After explaining the link between limericks and Limerick, Ireland, last month, I can tenuously claim that both of my books out this year have Irish tie-ins! I enjoy putting my books in conversation with each other, so finding the nexus between Celtic Punk Superfan and There Once Was a Limerick Anthology makes sense. Connections between Celtic punk and limericks/Limerick include some of the best-known acts in the genre, the Pogues and Flogging Molly; lesser-known bands The Gobshites and Siobhan; and the signature Celtic punk hat.
The Gobshites are the only Celtic punk band to embrace limericks whole hog! They have a song called “Limerick,” where the musical structure has breaks built in for reciting limericks. At live shows, audience members can read printed limericks onstage or share their own. I heard a memorable bawdy limerick when I saw The Gobshites at Shamrockfest in 2016. According to front man Peter Walsh, “it’s a fun way to include audience participation in the show.” He explained, “I think it fits in with The Gobshites’ inclusive attitude about shows. We’re having a party and we want you to join in!” The Gobshites have released two recorded versions of “Limerick,” with the same music but different limerick selections.

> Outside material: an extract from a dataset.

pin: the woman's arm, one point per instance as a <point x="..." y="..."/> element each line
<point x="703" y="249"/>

Check out both below.
The Pogues, the progenitors of Celtic punk, covered the traditional song “The Limerick Rake,” which has a delightful instrumental coda. In 2008, singer Shane MacGowan said, “I always thought Limerick is the best city in Ireland—it’s the oldest and the funkiest.” MacGowan noted that he’d spent a lot of time in Limerick, he enjoyed the crowd reactions there, and his parents had met in the city.
On The Patron Saints of Debauchery, Siobhan both covered “The Limerick Rake” and had a rollicking song titled “The Kilfinane Parish.” Kilfinane is a town in County Limerick, which apparently explains the lyric “I’d buy a round for Limerick.” I don’t know whether the line “We all go up to Kilfinane” is based on “Will you come up to Limerick?” The latter is considered a possible origin for the term “limerick,” as I explained in my last post, and I’ve never heard it hinted at in any other Celtic punk song. Siobhan’s Nicholas Smyth, currently of The Dreadnoughts, didn’t respond to multiple requests for comment.

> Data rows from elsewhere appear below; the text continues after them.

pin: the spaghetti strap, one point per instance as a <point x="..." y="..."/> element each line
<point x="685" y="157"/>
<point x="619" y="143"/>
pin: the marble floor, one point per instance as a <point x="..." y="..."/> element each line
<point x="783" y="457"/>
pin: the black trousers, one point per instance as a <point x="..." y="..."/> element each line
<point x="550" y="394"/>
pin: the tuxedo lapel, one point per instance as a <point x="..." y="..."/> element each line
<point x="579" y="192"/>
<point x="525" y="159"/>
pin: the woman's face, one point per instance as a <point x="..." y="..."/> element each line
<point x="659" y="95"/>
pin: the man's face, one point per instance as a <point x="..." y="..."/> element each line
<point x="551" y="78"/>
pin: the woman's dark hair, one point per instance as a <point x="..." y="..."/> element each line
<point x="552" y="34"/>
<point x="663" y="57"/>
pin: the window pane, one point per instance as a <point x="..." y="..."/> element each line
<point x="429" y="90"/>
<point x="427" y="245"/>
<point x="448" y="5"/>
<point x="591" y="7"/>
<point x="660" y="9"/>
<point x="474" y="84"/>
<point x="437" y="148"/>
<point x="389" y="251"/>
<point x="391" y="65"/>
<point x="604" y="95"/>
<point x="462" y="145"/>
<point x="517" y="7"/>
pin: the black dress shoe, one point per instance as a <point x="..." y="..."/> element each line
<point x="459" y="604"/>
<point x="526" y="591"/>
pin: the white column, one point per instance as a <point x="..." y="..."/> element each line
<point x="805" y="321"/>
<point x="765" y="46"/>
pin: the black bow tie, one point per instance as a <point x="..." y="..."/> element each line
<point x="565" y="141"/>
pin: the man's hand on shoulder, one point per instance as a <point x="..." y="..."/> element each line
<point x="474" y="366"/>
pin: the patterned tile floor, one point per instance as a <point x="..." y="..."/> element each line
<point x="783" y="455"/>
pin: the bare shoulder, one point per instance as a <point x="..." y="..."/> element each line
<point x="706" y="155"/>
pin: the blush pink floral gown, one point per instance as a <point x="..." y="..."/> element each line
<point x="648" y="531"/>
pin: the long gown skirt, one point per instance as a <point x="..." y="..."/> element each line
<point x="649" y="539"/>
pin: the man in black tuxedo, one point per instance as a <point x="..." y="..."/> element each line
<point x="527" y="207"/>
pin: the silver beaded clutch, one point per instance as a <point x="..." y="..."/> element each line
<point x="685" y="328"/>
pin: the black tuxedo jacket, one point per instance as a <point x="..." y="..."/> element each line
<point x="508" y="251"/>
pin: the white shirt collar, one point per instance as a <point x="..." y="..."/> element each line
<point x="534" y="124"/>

In 2019, Flogging Molly guitarist Dennis Casey talked about the band’s latest album, Life Is Good, which has a tongue-in-cheek title. “I know the Irish have a way of celebrating horrendous things—they’re crying in their beer but then making you laugh by the end of it,” Casey said. “It’s in limericks, it’s in poems, it’s in literature, it’s in music.” (According to Wikipedia, front man Dave King was born in Limerick, but he was raised in Dublin and I don’t trust Wikipedia.)
The scally cap is the article of clothing most associated with Celtic punk, most notably the Dropkick Murphys. This year, Boston Scally Co. debuted a new hat called The Limerick. The company posted on Facebook, “5 lines in a limerick. 5 Panels in The ‘Limerick.’ Coincidence? Nope. Just ask the ‘man from Nantucket.'” Separately, they posted, “There once was a cap named Limerick.”
While reading through thousands of limericks as part of my research for There Once Was a Limerick Anthology, I thought of punk rock on multiple occasions. Both strive to pack a punch within restricted, short formats, with a five-line aabba structure for limericks and three-chord, three-minute songs—often shorter—for punk rock. (Admittedly, Celtic punk is a perfect example of how not all artists under the punk umbrella play that style.) Fans of both limericks and punk rock get used to the familiar standard formats. When I found a limerick that truly excelled within those constraints, it felt like hearing a great punk rock song succeed despites the limitations of the genre. There’s also the recurring dark humor, which Casey touched on above.